Wow. Terribly sorry to read this, em'. I'm certain that it is also torture for you to see this happening to her. They didn't try oxygen in the hospital? Or prednisone? I'm not the doctor, but gosh, why not, really, do the indo at the same time as the anti-depressant? Aren't we more interested in attacking her pain right now than following the scientific method? If her pain is reduced, couldn't we then stop one and see what happens? If the indo were going to work, it would work right away. It is a more direct attack on a possible condition (HC) than the indirect approach of the anti-depressant. Every once in a blue moon, we encounter someone who has been helped by some kind of anti-depressant, but that's very rare. I'm just blabbing my opinion here, and expressing my frustration. I hope whatever is done works great.
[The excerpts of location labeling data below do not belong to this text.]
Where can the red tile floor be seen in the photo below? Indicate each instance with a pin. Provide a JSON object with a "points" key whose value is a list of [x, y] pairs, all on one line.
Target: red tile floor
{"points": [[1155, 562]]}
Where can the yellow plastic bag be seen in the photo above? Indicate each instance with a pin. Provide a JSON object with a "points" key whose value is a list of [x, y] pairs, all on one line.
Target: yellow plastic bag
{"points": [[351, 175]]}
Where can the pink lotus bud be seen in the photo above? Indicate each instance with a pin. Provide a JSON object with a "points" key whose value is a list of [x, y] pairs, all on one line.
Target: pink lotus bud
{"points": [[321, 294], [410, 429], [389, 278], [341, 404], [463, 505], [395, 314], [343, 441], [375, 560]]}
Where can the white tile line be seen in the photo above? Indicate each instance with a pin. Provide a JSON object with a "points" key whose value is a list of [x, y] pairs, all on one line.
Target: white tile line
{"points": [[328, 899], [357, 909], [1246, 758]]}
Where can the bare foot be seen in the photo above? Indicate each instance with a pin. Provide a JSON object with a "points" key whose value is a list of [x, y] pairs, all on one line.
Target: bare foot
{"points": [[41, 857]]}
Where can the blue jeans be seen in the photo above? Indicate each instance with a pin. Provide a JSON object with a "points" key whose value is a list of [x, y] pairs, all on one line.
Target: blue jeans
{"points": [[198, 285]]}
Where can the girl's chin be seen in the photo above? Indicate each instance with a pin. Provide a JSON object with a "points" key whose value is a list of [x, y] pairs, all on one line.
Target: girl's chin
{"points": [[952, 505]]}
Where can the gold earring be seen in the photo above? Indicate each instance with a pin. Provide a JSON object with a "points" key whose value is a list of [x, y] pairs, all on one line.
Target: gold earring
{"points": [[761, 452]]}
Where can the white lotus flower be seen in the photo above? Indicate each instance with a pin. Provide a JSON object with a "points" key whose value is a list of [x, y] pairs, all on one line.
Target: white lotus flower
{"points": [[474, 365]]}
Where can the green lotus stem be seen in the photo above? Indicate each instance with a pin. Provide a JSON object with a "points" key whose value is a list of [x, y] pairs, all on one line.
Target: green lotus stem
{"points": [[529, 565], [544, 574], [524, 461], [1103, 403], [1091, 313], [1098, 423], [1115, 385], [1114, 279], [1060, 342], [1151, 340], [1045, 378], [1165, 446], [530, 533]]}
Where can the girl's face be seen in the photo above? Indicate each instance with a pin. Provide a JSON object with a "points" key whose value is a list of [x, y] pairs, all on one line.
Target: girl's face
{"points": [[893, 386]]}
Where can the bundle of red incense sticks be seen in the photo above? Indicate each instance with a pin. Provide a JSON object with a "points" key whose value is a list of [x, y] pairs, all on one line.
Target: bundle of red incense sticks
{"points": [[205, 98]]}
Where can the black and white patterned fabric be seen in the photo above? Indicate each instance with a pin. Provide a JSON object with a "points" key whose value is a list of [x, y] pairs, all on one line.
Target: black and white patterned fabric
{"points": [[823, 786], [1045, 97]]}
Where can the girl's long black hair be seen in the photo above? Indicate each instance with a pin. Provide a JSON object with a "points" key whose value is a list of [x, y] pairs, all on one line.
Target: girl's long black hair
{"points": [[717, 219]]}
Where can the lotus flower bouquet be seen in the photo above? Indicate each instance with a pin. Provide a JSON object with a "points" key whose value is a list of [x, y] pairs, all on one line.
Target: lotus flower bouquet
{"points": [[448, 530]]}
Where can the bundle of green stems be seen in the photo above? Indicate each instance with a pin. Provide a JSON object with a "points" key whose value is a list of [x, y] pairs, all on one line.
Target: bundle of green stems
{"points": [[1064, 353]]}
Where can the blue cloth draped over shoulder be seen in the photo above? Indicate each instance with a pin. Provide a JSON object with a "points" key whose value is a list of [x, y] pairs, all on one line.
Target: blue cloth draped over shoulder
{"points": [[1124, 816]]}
em', I tend to agree strongly with you, tangerine, and Pete -- looking for a different diagnosis seems very sensible. The good thing about indomethacin is that it's generally a simple test of CH vs HC (not 100% of the time, but often enough). There are a whole lot of "headache" conditions that might be looked into. Given her situation, I would think that a headache center would be a good idea.

Bob, you might have missed our very concerted effort last year to edit the Wikipedia entry about CH (to try to include some reference to psychedelics). They're very strict about their medical entries. In any event, I don't see what's new in that Wikipedia entry. In fact, the quote from what Ajax posted -- "may be the most painful condition known to medical science" -- is just a rephrasing of Goadsby's quotes from above.